Berdasarkan data rutin terbaru Kementerian Kesehatan, cakupan imunisasi dasar lengkap telah menurun secara signifikan sejak awal pandemi Covid-19. Pada 2020, cakupan imunisasi dasar lengkap sebesar 84,2 persen dan menurun menjadi 79,6 persen pada 2021.
Pelaksana Tugas Direktur Pengelolaan Imunisasi Kementerian Kesehatan Prima Yosephine menjelaskan, penurunan cakupan imunisasi tersebut disebabkan oleh berbagai faktor, seperti adanya gangguan pada rantai pasok, aturan pembatasan kegiatan, dan keterbatasan SDM. Hal tersebut kemudian berimbas pada terhentinya layanan vaksinasi di sejumlah wilayah.
Berbagai upaya pun akan dilakukan pemerintah untuk mengejar cakupan imunisasi lengkap rutin yang menurun. Pada Mei 2022, pemerintah akan menggencarkan imunisasi melalui pelaksanaan Bulan Imunisasi Anak Nasional.

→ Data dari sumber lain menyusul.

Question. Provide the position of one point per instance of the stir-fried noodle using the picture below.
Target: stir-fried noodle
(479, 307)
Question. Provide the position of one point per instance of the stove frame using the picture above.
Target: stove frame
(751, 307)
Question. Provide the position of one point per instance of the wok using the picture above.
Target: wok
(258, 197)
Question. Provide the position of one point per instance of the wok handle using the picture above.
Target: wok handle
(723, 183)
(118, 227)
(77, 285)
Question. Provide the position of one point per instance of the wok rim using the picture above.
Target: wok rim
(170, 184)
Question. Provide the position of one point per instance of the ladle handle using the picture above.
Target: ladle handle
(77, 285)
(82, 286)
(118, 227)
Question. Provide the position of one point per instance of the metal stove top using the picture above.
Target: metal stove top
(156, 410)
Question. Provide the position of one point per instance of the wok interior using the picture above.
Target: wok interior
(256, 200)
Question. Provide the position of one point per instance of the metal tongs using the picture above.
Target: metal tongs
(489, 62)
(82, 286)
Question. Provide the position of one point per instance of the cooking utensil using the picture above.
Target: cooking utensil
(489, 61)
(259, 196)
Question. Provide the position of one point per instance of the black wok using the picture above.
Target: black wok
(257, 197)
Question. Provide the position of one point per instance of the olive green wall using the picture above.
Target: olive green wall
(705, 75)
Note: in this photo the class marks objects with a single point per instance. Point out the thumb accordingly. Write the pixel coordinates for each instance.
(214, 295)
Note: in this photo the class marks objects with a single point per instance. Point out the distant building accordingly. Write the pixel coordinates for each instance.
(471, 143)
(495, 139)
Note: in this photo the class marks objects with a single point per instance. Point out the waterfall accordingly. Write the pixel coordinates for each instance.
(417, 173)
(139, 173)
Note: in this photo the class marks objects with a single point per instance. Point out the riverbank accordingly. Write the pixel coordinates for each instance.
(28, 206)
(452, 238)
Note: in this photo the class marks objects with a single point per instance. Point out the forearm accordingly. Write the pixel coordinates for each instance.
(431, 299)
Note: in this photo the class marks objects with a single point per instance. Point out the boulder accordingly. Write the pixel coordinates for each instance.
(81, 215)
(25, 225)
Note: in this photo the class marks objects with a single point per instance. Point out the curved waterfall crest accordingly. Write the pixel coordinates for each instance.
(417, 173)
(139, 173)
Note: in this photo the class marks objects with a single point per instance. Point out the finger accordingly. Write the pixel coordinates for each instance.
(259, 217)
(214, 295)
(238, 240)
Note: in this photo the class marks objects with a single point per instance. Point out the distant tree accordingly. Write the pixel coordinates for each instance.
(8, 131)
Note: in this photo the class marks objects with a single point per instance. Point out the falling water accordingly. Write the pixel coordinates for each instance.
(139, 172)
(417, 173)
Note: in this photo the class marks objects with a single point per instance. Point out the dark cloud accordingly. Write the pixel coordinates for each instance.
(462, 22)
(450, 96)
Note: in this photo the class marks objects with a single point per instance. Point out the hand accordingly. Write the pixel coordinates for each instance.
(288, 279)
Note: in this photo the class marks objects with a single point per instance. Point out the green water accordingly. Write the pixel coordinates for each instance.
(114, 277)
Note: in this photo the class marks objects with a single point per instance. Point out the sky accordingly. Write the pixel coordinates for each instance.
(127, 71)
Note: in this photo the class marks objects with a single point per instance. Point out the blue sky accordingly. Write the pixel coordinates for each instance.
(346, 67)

”Ada dua kegiatan besar di dalamnya, yaitu pemberian imunisasi tambahan berupa satu dosis imunisasi campak dan rubela pada anak ke semua sasaran tanpa memandang status sebelumnya dan imunisasi kejar berupa pemberian satu atau lebih jenis vaksin pada anak yang belum lengkap menerima imunisasi,” ujarnya.